Erbakan'ın maddi ve manevi kalkınmaya çok önem verdiğini, bir taraftan ağır sanayi hamlesi gibi projeleri hayata geçirirken, bir taraftan da manevi kalkınma için çok önemli adımlar attığını aktaran Güneri, bunun için de emperyalizm ve içerdeki uzantıları tarafından hep engellenmeye çalışıldığını anlattı.
"Bütün insanlığın kurtuluşu için çalışmayı hedefledi"
Güneri, Erbakan'ın kurduğu partilerin defalarca kapatıldığını, uzun yıllar mahkemelerle uğraştırıldığını ve siyaset yasağı konularak hapsedildiğini belirterek, buna rağmen Türkiye siyaset tarihinin etkili isimlerinden olduğunu söyledi.
Kurduğu siyasi yapının etkisini kendi sağlığında da vefatından sonra da sürekli artırdığını aktaran Güneri, "Erbakan'ın etkisi Türkiye'de köklü olumlu sosyoekonomik, sosyokültürel değişimleri, kırılmaları meydana getirmiştir.

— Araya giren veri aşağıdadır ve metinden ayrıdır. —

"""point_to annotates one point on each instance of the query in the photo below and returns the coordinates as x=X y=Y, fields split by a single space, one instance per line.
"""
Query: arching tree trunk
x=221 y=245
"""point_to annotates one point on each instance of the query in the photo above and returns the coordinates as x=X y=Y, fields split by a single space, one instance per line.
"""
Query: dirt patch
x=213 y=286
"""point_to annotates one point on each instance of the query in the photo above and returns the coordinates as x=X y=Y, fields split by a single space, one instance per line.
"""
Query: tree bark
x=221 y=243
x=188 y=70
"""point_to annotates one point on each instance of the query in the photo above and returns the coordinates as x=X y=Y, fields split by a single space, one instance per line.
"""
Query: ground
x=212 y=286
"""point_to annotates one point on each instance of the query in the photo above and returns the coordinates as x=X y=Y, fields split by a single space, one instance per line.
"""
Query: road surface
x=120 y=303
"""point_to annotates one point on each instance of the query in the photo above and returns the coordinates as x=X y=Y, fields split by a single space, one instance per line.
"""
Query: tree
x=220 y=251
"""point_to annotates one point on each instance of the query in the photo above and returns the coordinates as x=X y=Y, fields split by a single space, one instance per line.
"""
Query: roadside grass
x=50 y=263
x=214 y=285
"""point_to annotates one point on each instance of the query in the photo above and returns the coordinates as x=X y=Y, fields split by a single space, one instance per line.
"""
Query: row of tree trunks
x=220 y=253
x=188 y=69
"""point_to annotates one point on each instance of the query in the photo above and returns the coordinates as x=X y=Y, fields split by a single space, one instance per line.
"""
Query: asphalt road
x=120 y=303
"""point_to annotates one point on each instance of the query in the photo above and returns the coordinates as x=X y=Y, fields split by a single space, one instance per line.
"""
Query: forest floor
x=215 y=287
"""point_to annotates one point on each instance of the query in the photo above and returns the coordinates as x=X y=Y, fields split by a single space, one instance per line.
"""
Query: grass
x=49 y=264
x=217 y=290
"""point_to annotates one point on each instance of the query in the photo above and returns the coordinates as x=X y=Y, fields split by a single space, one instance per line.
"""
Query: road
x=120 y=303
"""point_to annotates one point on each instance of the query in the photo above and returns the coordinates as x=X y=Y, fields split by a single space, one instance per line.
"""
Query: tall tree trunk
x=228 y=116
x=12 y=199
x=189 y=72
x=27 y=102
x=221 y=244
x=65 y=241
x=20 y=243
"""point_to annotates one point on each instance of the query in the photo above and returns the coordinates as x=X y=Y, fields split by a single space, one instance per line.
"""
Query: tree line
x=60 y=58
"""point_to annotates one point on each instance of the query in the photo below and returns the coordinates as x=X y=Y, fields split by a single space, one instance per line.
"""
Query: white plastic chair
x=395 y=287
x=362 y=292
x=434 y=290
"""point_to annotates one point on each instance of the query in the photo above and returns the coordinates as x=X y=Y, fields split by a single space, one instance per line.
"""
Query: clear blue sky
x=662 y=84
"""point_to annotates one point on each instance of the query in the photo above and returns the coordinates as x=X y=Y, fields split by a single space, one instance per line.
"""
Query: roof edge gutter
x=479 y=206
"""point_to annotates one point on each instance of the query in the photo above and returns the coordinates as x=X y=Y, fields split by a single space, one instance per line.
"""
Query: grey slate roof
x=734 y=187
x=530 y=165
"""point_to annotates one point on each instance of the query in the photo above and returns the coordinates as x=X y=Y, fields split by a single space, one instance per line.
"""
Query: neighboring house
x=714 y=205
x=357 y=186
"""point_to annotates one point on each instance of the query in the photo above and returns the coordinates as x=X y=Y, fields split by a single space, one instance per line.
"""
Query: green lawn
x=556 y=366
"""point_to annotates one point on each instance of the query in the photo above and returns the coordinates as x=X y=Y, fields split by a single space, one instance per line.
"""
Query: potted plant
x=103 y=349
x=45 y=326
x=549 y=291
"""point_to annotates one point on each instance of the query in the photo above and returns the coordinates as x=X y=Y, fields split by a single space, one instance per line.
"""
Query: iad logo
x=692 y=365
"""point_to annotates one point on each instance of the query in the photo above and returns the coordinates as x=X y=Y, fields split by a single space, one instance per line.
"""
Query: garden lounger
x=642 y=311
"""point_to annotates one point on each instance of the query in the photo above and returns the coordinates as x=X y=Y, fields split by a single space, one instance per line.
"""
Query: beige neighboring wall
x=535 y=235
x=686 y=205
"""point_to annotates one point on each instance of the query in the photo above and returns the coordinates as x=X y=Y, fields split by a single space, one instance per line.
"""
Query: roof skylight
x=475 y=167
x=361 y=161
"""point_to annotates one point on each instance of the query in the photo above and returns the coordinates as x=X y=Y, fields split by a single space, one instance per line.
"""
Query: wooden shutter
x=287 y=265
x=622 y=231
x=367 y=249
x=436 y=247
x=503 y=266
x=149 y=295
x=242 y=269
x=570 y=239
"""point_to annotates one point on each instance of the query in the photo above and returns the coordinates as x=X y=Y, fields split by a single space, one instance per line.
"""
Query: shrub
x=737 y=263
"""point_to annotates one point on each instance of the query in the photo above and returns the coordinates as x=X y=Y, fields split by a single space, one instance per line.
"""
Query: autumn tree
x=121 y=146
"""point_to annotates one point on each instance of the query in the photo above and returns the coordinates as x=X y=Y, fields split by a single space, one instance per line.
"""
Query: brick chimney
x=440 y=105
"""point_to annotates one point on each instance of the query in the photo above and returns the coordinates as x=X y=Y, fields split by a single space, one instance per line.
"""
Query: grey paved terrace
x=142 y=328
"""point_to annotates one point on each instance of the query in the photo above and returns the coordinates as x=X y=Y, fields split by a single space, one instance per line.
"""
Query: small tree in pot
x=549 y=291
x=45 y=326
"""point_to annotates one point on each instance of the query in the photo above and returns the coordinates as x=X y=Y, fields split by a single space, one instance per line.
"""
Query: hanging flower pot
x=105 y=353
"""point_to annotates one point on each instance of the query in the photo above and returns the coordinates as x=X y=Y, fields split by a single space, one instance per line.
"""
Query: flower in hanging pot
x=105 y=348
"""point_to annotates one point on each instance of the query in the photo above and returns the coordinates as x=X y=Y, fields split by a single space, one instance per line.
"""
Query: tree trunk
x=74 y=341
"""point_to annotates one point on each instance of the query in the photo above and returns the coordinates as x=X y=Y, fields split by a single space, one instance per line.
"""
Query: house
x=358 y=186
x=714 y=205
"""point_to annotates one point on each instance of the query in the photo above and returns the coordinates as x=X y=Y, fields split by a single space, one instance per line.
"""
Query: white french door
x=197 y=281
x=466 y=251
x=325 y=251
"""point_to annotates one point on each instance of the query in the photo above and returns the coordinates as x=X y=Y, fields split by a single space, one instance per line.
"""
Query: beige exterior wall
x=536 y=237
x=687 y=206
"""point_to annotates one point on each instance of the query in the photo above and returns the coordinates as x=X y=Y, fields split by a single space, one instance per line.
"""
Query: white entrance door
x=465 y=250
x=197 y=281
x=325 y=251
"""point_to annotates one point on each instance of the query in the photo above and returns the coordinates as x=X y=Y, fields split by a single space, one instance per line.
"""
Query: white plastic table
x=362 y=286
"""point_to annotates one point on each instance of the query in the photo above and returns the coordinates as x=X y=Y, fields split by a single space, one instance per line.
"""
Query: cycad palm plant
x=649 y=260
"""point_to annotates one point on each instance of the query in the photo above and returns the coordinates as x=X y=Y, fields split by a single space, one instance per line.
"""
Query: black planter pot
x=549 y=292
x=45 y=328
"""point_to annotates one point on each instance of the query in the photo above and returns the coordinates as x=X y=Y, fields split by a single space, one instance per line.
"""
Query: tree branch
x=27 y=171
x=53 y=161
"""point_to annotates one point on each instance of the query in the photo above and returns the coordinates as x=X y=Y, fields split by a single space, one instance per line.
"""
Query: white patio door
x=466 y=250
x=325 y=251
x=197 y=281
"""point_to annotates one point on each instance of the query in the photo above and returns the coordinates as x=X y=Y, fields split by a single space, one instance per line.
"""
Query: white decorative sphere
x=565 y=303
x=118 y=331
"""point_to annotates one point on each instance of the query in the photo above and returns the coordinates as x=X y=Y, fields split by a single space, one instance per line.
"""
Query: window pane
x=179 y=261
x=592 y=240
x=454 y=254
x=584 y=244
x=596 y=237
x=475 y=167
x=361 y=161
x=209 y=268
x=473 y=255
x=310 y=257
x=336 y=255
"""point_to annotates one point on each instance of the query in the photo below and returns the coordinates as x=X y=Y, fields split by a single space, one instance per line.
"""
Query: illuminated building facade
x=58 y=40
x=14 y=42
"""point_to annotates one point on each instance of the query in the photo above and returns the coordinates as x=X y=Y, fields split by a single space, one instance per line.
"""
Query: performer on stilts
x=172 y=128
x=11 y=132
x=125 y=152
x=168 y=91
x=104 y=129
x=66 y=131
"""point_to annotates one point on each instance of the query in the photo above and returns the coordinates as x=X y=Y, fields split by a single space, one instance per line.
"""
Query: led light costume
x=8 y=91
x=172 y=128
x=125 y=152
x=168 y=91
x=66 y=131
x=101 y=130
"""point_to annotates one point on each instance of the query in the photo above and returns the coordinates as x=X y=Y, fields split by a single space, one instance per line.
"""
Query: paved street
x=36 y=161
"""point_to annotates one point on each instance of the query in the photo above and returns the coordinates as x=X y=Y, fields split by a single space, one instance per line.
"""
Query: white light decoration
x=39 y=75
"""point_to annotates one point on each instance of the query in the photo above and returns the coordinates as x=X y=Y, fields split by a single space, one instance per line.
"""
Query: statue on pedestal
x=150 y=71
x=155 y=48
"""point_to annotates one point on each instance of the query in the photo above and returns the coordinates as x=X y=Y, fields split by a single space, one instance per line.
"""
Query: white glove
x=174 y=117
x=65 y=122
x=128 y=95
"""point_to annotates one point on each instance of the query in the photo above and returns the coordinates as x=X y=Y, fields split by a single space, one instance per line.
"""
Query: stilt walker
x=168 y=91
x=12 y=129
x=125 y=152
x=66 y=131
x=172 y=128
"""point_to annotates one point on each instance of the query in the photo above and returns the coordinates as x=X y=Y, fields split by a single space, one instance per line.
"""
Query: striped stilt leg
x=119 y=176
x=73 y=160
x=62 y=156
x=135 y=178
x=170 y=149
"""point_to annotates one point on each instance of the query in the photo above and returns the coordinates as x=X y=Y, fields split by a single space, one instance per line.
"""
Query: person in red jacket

Türkiye Batı'nın kendine biçtiği rolden kurtulmaya başlamış ve sadece Batı hayranlarının etkili olduğu bir düzenden, halkın etkili olmaya başladığı bir düzene doğru adım atmıştır. Erbakan, fikirleri ve hedefleriyle Türkiye'ye sığacak yapıda biri değildi. Bütün hayatı boyunca bütün insanlığın kurtuluşu için çalışmayı hedefledi. " ifadelerini kullandı.
Güneri, Erbakan'ın başbakan olduğu 54. hükümetin bir yıl sürdüğünü ve bu bir yılda sadece iki defa yurt dışına seyahate çıktığını belirterek, "Bu seyahatlerinin sonucu olarak D-8'i kurdu. D-8'in umdelerini ortaya koyarken, dünya devletlerinin ilişkilerinde olması gereken prensiplerini, savaş, çatışma, çifte standart, üstünlük, sömürü yerine; barış, diyalog, adalet, eşitlik, iş birliği olmalı diye ortaya koydu. İslam ülkeleri arasında dayanışmaya çok önem verdi. Türkiye Cumhuriyeti tarihinde Türkiye'nin öncülüğünde bu büyüklükte ve önemde başka bir oluşumun kurulmadığı dikkate alınırsa Erbakan'ın dehası daha iyi anlaşılabilir." diye konuştu.